With the Hobbs Discovery grant, Johnson will test treatments to identify the first pharmacological rescue of behavioral phenotypes affected by AS. This project represents a novel area of investigation that has the potential to enhance health-related research by identifying treatments that ameliorate the circadian disorders of Ube3a imprinting in mouse models. The long-term goal is to understand the Ube3a connection between the debilitating neurodevelopmental disorder AS and fundamental circadian organization in this fascinating–-and clinically relevant–-example of gene X environment interaction.
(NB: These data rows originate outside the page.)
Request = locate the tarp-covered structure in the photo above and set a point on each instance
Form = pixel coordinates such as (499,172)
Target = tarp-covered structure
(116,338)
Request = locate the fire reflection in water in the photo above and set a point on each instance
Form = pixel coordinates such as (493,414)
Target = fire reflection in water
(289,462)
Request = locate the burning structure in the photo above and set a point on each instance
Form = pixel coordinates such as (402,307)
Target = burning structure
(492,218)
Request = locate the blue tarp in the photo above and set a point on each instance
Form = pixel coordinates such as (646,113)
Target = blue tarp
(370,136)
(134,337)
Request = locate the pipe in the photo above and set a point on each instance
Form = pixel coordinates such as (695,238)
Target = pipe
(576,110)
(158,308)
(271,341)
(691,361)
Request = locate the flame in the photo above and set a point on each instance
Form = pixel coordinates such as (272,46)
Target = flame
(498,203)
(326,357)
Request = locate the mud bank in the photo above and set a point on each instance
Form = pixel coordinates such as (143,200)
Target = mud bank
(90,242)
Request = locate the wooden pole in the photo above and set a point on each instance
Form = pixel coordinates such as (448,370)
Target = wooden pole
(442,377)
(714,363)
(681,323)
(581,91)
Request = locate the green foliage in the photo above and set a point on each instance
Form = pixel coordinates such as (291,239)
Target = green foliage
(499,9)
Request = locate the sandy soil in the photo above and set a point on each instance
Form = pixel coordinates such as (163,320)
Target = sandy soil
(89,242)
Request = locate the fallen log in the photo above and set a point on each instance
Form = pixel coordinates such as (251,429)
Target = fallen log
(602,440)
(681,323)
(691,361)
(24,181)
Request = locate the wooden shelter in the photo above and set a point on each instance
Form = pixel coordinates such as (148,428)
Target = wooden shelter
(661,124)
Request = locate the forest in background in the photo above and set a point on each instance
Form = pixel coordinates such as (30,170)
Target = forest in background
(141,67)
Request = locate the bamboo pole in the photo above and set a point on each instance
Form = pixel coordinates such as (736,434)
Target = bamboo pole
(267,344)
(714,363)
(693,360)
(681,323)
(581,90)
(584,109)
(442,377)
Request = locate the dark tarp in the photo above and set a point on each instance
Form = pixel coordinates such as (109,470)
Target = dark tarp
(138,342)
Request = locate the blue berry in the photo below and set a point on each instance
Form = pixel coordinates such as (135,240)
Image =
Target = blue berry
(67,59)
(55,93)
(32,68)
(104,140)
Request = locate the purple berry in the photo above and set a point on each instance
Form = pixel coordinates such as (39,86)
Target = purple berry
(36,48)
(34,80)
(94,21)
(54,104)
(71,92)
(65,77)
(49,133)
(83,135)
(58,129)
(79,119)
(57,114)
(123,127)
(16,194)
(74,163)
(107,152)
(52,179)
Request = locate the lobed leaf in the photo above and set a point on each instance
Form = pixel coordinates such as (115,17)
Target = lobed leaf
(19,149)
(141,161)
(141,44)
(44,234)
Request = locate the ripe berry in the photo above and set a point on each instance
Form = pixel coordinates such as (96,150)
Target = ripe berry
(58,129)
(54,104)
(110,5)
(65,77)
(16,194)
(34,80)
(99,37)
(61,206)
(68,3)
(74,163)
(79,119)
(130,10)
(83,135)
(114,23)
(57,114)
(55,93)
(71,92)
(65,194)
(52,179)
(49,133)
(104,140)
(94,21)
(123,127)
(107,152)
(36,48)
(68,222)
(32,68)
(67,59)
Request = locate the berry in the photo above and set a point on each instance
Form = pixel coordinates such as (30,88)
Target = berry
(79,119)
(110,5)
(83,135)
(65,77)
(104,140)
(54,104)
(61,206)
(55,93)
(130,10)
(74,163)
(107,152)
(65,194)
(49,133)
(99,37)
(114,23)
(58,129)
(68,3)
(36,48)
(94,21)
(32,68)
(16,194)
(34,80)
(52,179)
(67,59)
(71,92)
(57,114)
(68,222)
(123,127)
“This project represents a novel area of investigation that has the potential to enhance health-related research by identifying treatments that ameliorate the circadian disorders across multiple neurodevelopmental disorders.” said Mirnics.
In addition to Carl Johnson, Ph.D. (Biological Sciences) as principal investigator, Rebecca Ihrie, Ph.D. (Cancer Biology) is co-investigator.
Jan Rosemergy, Ph.D., is VKC deputy director and director of Communications and Dissemination.